I admit that I am an enthusiast when it comes to American football. So much so that I follow the programmes with the analysis which runs before the actual game. One such programme has a segment called ‘C’mon Man’ where the panel looks at situations in previous games and elsewhere, and I wondered the extent to which the expression could be applied to some of the goings-on here in Guyana.
I try to keep fit by walking in the National Park at least 5 times per week. (My President does so from time to time, but I can’t match his walking speed!) Every morning between 5.30 am and 5.45 am a goodly gentleman lets about 9 nine members of the bovine family out onto the not-very-bright roadway – Camp Road – from the Public Service Union compound. He himself is on a bicycle behind the last of the group waving a not-very-clean red rag attached to a short piece of wood. C’mon Man!
Surely 4 pm cannot be the best time to collect garbage on a one-way street like Robb Street, but that is exactly what a certain garbage collection company does with its outsize trucks. Collecting garbage at 4 pm! C’mon Man!
I know that things are tight with government ministries money-wise, but surely the Guyana Police Force through the Ministry of Home Affairs could find some funds from somewhere to put up proper ‘No Entry’ signs at those newly designated one-way streets such as Albert Street and North Road. C’mon Man!
I am also a cricket enthusiast and closely follow the game wherever it is played. In more recent times, a certain phenomenon has manifested itself to the extent that whenever a wicket falls, two refreshment carriers run onto the field of play with refreshment for their players. During the first ODI between Australia and Sri Lanka, they dutifully appeared whenever wickets fell. But there was an instance when, having appeared after a wicket fell in the middle of an over, they promptly reappeared when a wicket fell during the next over. C’mon Man!

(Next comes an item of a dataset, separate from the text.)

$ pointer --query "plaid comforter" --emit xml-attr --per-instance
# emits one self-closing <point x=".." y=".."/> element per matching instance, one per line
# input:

I had assumed that two criteria in particular had to be satisfied for someone to be selected to do cricket commentary: the first would be a solid working knowledge of the game and the second a solid working knowledge of the English language. Many would easily satisfy the first criterion but it seems as though there is a problem with respect to the second one. We have commentators mixing singular verbs with plural nouns and vice versa, not being able to differentiate between the use of adjectives and adverbs and otherwise playing T20 with the language. I’m sure we can do better than that. C’mon Man!